Once these tags have been assigned to the VMs that will be targeted by a given Cassandra deployment, it is a relatively simple process to define values for the tags that should be targeted by the ansible-playbook command (as extra variables or in a local variables file, for example). Specifically, the following variables must be defined when using this dynamic inventory to manage a playbook run:

  • tenant
  • project
  • domain
  • application

Note that the application value defaults to cassandra (the default value defined at the top of the vars/cassandra.yml file), so this value does not really need to be redefined as part of the ansible-playbook command or in a or in a local variables file, but it is shown here for completeness.

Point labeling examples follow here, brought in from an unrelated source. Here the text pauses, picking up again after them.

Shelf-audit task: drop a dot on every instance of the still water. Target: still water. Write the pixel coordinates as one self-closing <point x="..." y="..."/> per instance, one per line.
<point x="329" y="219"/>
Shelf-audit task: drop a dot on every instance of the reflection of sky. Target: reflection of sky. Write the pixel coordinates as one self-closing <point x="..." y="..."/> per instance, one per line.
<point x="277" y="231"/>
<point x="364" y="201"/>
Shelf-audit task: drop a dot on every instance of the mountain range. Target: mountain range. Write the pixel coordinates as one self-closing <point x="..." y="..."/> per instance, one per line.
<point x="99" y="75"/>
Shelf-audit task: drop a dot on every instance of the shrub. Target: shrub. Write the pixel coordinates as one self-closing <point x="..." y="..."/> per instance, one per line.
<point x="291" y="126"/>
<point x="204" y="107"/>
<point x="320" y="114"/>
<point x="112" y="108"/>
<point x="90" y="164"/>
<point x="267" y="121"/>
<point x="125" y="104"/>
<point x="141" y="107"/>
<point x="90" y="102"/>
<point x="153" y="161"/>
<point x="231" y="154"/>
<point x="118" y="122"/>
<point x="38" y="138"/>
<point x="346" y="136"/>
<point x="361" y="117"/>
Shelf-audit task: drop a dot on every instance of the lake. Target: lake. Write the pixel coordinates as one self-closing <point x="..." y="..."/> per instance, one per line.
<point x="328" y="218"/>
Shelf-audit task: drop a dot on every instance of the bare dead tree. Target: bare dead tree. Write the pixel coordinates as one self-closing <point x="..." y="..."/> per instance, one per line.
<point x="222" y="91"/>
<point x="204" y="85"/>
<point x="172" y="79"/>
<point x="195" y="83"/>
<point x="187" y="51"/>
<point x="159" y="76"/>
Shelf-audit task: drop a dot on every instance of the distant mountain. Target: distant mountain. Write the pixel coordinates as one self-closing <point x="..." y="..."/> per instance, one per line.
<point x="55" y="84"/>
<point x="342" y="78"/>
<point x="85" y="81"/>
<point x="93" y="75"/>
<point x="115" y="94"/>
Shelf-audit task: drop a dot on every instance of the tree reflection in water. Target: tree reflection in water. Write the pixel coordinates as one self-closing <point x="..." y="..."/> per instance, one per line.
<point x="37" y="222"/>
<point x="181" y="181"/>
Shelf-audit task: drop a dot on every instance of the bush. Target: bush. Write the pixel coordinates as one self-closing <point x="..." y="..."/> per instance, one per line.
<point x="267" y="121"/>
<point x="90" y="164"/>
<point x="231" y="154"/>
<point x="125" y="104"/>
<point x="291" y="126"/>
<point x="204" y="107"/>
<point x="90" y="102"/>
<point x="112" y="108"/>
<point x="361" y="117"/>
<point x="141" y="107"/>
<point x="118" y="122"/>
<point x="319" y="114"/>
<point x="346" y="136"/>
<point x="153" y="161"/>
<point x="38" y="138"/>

With these values assigned as part of the ansible-playbook command or in a or in a local variables file, the build-app-host-groups role that is used by this playbook can correctly identify the nodes in the AWS or OpenStack environment that are targeted by a given playbook run and then use the resulting (dynamically constructed) lists of seed and non-seed nodes to control the deployment of Cassandra to the nodes that will make up the cluster being built.